Algorithm - How to select a number from each column in a table so that their sum is as close as possible to a particular value

advertisements

I have an m x n matrix of real numbers. I want to choose a single value from each column such that the sum of my selected values is as close as possible to a pre-specified total.

I am not an experienced programmer (although I have an experienced friend who will help). I would like to achieve this using Matlab, Mathematica or c++ (MySQL if necessary). The code only needs to run a few times, once every few days - it does not necessarily need to be optimised. I will have 16 columns and about 12 rows.


Normally I would suggest dynamic programming, but there are a few features of this situation suggesting an alternative approach. First, the performance demands are light; this program will be run only a couple times, and it doesn't sound as though a running time on the order of hours would be a problem. Second, the matrix is fairly small. Third, the matrix contains real numbers, so it would be necessary to round and then do a somewhat sophisticated search to ensure that the optimal possibility was not missed.

Instead, I'm going to suggest the following semi-brute-force approach. 12**16 ~ 1.8e17, the total number of possible choices, is too many, but 12**9 ~ 5.2e9 is doable with brute force, and 12**7 ~ 3.6e7 fits comfortably in memory. Compute all possible choices for the first seven columns. Sort these possibilities by total. For each possible choice for the last nine columns, use an efficient search algorithm to find the best mate among the first seven. (If you have a lot of memory, you could try eight and eight.)

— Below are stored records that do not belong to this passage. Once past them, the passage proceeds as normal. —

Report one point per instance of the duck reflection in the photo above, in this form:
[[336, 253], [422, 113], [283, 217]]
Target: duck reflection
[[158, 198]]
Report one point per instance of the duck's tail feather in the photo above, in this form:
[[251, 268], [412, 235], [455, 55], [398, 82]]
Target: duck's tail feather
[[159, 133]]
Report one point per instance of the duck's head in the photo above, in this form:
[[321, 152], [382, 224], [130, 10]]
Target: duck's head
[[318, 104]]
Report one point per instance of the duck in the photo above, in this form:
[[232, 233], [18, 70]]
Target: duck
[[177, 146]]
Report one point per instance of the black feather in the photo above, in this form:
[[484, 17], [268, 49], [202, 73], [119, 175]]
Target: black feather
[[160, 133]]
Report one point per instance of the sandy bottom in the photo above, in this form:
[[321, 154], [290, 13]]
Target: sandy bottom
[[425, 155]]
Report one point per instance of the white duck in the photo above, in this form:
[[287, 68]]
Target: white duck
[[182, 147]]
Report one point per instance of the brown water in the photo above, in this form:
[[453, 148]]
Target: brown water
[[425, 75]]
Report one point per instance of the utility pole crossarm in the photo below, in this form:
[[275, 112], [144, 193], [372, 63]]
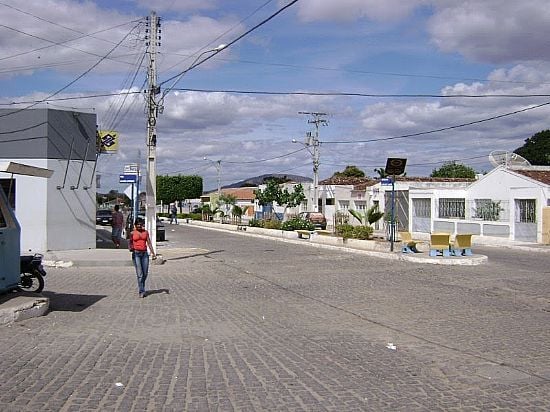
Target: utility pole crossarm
[[152, 113], [313, 140]]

I would attempt a first implementation in C++, using std::sort and std::lower_bound from the <algorithm> standard header. Measure it; if it's too slow, then try an in-memory B+-tree (does Boost have one?).


I spent some more time thinking about how to implement what I wrote above in the simplest way possible. Here's an approach that will work well for a 12 by 16 matrix on a 64-bit machine with roughly 4 GB of memory.

The number of choices for the first eight columns is 12**8. Each choice is represented by a 4-byte integer between 0 and 12**8 - 1. To decode a choice index i, the row for the first column is given by i % 12. Update i /= 12;. The row for the second column now is given by i % 12, et cetera.

A vector holding all choices requires roughly 12**8 * 4 bytes, or about 1.6 GB. Two such vectors require 3.2 GB. Prepare one for the first eight columns and one for the last eight. Sort them by sum of the entries that they indicate. Use saddleback search to find the best combination. (Initialize an iterator into the first vector and a reverse iterator into the second. While neither iterator is at its end, compare the current combination against the current best and update the current best if necessary. If the current combination sums to than the target, increment the first iterator. If the sum is greater than the target, increment the second iterator.)

I would estimate that this requires less than 50 lines of C++.